The other women at the shelter barricaded themselves in the dormitories, clutching their martial arts training sticks for protection. Staff members risked their lives to stop the intruders from getting that far.
    In what seems like a coordinated attack, assailants also stormed a government shelter in an attempt to kidnap other trafficking survivors.
    Cecilia Flores-Oebanda, of the Visayan Forum Foundation, receives the 2005 Anti-Slavery Award.
    Our safe house is home to women and girls who have endured harrowing abuse and who are fighting legal battles against traffickers. Here, we offer them counseling, medical and legal assistance, and access to education and skills training.
    The women and girls in our care are afraid that the attackers will come back. It is unforgivable for trafficking survivors to be further traumatized. We are inspired by their courage. Because of them, we cannot and will not give up.

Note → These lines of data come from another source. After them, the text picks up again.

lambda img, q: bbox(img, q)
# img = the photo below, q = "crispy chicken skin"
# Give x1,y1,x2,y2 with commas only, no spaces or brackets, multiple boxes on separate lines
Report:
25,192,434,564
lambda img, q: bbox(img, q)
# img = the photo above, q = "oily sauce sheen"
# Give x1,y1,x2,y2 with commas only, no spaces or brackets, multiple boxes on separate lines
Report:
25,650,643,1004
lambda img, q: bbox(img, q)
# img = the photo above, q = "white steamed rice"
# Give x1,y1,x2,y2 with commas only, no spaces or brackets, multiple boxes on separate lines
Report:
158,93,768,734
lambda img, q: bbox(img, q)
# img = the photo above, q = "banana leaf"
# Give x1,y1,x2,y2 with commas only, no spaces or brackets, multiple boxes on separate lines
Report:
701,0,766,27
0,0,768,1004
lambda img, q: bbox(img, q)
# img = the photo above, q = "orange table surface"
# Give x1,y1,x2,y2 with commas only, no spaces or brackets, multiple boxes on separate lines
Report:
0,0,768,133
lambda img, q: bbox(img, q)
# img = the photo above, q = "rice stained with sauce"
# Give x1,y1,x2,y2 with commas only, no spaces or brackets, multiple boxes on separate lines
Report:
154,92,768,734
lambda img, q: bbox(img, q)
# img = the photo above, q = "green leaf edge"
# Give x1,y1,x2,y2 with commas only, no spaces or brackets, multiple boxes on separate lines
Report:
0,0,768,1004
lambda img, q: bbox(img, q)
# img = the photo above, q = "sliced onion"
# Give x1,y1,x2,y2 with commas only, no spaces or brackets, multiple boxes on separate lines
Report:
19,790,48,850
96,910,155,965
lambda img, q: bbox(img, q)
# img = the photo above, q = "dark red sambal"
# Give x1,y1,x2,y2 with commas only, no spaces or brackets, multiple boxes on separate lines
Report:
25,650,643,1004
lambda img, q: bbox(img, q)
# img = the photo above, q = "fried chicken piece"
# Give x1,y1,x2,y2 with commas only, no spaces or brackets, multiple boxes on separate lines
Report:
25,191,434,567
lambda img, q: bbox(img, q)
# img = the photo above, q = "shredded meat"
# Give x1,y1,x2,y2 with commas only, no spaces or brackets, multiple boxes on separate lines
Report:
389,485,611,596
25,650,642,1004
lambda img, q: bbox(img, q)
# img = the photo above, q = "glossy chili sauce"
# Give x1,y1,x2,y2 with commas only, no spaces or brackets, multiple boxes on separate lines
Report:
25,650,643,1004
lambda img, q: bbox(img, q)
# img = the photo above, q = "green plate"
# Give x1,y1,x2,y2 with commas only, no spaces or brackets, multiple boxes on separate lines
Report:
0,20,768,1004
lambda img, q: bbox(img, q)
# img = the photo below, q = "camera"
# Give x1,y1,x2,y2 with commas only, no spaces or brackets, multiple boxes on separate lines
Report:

    This brazen attack was a striking reminder that there are no piecemeal solutions to human trafficking.
    Globally, more than 20 million individuals are in forced labor, according to the International Labour Organization. A United Nations report says 70% of trafficking victims are women and girls. And the traffickers are continually innovating. They have now capitalized on high-speed Internet access to force children to perform live sex acts in front of a camera for a paying audience.